Come è stato
giustamente osservato, è una pittura non di rappresentazione ma di
azione; non raffigura qualcosa di accaduto e rievocato, ma qualcosa che
si vuole che accada e che si anticipa col pensiero. Il gesto che
traccia l’immagine del bisonte ha la stessa dinamica del gesto del
cacciatore che, domani, fermerà la sua corsa nella radura: la
figurazione è come la prova, in palestra, dell’opera che si dovrà
sostenere, in campo.
I cacciatori di
Lascaux o di Altamira non potevano avere chiare nozioni sulla forma, la
struttura anatomica del bisonte o della renna: per essi esisteva
soltanto l’animale in corsa con cui dovevano misurarsi.
Il movimento
dell’altro è anche il proprio: l’identificazione del cacciatore con la
fiera non è soltanto magica ma esistenziale.
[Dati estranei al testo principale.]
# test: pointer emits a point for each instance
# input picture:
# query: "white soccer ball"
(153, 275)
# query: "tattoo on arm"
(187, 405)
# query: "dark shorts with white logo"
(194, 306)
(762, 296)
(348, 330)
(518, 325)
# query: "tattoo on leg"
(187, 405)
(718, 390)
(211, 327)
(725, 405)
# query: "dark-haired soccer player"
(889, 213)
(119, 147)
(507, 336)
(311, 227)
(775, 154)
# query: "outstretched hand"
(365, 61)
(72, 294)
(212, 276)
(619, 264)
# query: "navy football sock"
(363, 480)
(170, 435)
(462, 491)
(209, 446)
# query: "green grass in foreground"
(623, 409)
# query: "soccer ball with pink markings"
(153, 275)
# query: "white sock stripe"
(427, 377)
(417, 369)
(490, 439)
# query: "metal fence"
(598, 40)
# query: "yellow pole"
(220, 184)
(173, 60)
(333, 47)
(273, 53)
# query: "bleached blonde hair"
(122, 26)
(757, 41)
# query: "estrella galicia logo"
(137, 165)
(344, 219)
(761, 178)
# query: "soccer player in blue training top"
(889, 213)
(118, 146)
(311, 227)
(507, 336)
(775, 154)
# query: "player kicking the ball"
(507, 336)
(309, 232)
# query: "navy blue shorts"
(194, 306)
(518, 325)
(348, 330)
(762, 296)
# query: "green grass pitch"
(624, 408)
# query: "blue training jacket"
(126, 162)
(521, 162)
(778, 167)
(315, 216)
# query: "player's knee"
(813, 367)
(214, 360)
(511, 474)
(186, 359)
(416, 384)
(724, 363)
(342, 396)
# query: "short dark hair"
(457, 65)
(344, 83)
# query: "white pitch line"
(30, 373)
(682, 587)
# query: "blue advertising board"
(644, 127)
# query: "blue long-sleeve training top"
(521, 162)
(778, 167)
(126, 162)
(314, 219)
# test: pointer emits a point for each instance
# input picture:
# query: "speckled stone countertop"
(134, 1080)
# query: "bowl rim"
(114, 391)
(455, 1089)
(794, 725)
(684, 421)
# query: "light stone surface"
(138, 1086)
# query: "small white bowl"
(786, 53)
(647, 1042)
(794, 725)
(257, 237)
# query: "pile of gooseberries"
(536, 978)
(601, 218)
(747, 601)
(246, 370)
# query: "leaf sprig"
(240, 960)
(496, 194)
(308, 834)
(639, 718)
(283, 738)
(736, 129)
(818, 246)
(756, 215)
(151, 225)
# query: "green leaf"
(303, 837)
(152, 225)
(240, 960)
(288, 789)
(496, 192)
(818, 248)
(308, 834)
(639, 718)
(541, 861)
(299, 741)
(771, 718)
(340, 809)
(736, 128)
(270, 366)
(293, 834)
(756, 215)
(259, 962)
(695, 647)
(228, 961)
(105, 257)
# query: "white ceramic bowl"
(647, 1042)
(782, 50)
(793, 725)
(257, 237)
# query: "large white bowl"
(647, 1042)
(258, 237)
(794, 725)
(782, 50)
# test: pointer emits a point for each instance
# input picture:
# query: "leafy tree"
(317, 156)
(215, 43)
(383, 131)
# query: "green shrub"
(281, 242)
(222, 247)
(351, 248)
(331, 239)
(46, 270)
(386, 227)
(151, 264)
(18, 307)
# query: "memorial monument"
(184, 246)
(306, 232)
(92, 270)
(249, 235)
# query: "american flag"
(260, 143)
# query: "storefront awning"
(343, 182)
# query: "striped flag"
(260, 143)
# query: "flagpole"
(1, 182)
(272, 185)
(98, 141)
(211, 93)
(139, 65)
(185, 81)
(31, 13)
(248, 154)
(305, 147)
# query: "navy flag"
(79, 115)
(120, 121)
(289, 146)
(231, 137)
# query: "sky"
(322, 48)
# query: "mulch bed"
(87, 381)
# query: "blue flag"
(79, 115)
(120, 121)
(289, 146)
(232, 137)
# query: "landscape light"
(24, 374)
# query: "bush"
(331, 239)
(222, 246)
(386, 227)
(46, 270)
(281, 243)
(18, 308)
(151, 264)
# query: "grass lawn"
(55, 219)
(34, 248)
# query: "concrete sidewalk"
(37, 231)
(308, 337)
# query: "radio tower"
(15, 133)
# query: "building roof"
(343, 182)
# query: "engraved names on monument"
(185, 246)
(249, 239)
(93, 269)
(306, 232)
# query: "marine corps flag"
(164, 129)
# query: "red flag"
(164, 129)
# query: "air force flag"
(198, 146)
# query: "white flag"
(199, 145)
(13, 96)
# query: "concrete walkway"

Con i pochi colori di cui
dispone (terre, carbone, succhi d’erbe) il pittore-cacciatore fissa
soltanto ciò che percepisce in quell’ istante: la massa lanciata, la
curva della groppa inarcata nel balzo, la tensione nervosa dei garretti,
la dislocazione delle masse muscolari, il fremito delle narici.
Un’ immagine
fulminea non è necessariamente un’immagine schematica: talvolta la
visione rapida coglie e mette a fuoco particolari che una visione meno
concitata non rivelerebbe, ed un accenno istantaneo basta a suggerire
sinteticamente l’insieme. E’ questa presa immediata, quasi violenta, che
costituisce il fascino delle figurazioni paleolitiche.